Your Complete Guide to Sales Rep Compensation - Part I: Designing Comp Plans
March's three part series on sales rep compensation planning at startups
Welcome to our March series on Sales Compensation.
I was going to hold out on ya’ll until December to drop this blockbuster series. But I realized people want BANGERS. They want HITS. And they want them NOW.
Kanye West doesn’t just sit on an album until December because he thinks it’s the right “time” to drop.
No; he calls up Ty Dolla $ign and says let’s assign some damn quota.
You can delay your gratification in other areas of life, BUT THE METRICS SHALL NOT WAIT!

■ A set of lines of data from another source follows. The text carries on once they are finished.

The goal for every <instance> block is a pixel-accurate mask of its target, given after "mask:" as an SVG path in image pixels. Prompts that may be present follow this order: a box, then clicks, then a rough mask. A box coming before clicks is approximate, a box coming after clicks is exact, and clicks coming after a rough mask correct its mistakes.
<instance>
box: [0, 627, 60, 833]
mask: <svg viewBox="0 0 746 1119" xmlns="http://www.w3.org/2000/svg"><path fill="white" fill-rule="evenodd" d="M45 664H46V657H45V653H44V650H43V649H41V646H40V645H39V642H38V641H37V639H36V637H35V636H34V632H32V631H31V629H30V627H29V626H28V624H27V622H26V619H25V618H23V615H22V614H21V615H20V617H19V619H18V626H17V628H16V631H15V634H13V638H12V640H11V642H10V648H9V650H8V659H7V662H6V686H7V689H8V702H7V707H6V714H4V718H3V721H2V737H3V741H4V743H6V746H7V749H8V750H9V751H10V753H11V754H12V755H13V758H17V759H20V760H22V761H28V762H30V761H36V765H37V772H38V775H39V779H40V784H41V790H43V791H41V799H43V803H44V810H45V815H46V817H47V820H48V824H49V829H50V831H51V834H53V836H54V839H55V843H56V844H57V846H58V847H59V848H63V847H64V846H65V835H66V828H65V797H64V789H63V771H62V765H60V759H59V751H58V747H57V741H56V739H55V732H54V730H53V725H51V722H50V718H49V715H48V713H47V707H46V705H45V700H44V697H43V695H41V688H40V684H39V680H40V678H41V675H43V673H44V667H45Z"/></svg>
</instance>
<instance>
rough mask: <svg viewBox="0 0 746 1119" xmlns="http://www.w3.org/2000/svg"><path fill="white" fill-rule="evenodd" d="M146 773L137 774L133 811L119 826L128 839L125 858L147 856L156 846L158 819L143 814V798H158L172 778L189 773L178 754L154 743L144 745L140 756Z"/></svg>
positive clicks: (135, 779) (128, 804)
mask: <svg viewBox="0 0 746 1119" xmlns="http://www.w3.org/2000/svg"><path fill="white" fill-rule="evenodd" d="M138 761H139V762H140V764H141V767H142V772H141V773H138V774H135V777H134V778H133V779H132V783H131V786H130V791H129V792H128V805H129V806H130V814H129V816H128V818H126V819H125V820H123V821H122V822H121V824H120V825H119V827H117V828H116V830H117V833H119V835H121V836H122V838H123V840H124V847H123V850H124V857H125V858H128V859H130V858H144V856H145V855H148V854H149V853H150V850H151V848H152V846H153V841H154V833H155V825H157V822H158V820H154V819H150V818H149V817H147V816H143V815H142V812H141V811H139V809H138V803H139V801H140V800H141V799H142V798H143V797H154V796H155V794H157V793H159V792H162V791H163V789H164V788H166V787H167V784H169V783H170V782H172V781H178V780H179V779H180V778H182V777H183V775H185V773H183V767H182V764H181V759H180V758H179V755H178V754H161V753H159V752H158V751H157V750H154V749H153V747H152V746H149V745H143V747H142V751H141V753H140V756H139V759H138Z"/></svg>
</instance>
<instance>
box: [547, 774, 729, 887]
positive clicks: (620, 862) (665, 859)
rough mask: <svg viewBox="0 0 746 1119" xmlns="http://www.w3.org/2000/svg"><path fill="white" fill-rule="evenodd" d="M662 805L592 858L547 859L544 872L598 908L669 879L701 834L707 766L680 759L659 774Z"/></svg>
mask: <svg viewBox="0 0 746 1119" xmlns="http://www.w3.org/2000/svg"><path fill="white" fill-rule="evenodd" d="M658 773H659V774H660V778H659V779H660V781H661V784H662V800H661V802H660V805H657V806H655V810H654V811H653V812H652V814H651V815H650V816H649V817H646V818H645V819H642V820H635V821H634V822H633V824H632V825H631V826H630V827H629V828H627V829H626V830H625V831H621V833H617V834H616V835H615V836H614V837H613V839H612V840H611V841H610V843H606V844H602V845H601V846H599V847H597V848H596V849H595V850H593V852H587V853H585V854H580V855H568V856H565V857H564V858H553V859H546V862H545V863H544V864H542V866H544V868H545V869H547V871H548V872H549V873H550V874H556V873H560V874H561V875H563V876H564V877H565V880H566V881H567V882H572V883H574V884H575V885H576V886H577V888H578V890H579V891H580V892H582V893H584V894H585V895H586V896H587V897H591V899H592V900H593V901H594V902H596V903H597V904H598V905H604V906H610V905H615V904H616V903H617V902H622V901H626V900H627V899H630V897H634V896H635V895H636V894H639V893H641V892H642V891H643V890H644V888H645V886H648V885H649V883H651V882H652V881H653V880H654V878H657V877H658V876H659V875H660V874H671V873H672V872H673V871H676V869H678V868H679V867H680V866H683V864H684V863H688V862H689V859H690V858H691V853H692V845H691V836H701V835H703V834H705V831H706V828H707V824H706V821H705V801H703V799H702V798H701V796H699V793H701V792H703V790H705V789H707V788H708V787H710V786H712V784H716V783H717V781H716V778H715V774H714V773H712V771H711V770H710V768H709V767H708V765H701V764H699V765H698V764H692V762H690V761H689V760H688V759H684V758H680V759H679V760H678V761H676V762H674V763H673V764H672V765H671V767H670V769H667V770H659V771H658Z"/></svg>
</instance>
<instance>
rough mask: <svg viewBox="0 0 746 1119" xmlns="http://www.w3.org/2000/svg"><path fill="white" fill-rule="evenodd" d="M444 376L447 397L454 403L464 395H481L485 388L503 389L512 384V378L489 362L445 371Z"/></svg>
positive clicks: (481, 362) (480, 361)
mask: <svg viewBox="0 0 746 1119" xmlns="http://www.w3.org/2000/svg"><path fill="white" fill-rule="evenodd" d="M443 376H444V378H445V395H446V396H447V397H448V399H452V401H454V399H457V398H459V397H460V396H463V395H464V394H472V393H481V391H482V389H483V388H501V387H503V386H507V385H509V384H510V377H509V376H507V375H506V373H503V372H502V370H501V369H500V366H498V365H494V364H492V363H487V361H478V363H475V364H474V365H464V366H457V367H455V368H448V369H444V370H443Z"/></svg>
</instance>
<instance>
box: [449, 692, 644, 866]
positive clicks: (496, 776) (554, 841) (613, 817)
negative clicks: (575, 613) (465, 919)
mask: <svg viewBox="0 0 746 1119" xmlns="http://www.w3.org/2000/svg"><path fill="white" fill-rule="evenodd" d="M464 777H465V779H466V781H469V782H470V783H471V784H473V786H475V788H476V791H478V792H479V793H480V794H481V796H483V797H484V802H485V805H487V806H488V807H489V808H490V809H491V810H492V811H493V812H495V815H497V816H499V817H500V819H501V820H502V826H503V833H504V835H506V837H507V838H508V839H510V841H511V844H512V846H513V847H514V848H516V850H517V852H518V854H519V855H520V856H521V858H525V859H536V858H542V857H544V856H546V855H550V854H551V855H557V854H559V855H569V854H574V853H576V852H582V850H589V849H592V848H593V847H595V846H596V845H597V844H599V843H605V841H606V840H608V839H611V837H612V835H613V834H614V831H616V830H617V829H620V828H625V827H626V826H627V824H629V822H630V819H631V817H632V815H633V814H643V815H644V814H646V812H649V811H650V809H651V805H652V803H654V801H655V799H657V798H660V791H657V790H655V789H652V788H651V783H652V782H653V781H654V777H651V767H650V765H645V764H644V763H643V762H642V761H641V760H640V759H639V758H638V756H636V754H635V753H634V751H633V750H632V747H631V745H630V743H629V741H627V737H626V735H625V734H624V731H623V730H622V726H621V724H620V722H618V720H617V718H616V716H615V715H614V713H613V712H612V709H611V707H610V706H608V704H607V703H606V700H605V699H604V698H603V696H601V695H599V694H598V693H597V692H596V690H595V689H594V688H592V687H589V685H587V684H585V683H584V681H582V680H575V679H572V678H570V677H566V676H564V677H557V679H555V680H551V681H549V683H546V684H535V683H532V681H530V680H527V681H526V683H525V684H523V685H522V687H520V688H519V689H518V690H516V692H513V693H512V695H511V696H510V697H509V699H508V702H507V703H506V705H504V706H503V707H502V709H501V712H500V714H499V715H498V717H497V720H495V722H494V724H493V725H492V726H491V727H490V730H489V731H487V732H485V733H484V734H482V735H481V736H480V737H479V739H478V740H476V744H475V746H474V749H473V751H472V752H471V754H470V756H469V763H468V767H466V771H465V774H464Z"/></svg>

Part I: Designing Rep Comp Plans
Who’s involved in comp plan design
Getting the split right: Base vs Variable
Quota to OTE ratio
Baselining achievement
Accelerators
Paying sales managers
A case study: Salesforce’s early comp plans
What counts as a booking?
Comp plan flaws
Part II: The Art and Science of SPIFFS
Why do spiffs succeed or fail?
When’s the best time to run a spiff?
How should you structure spiffs?
What do common rewards look like?
Part III: Commission Stack Benchmarking
What percentage should an Account Exec (AE) make on a deal?
How much should the rep’s manager, SE, and BDR make?
What does a “good” total commission stack look like?
Does this differ based on pricing model?
Comp Plan Design
There are three parties involved in designing rep comp plans:
People Operations - Market comp benchmarking
What’s competitive for talent?
FP&A - Guard rails
What are we trying to achieve from a topline perspective, and what are we willing to spend to get there?
RevOps - Ground game
What will actually motivate and drive the right behavior on the ground when it comes to rep activity?
All three parties need to have a firm understanding of the organization’s high level goals and how the company monetizes its product. And they need to be consistent when they communicate objectives to reps so they can manage their time accordingly.
Getting the split right
The technology account executive is typically on a 50/50 plan.
When you get outside of concentric circles of sales supporting roles, a Sales Development Rep may be 65 base / 35 variable.
An account manager might carry a hybrid quota of existing customers plus new customers. And maybe it’s 55% or 60% base.
If you are a people manager of account executives you will still be close to 50/50, but measured against a more forgiving plan (more on that below)
The atomic unit of any sales org is the Account Executive. And at most software companies they are looking at 50/50 base variable.
For example: Take a $100K base salary which is guaranteed. So if you hit right on your quota / plan / target you would expect another $100K.
Ratio
So what should a rep’s quota be relative to their pay? That, my friends, is the million dollar question.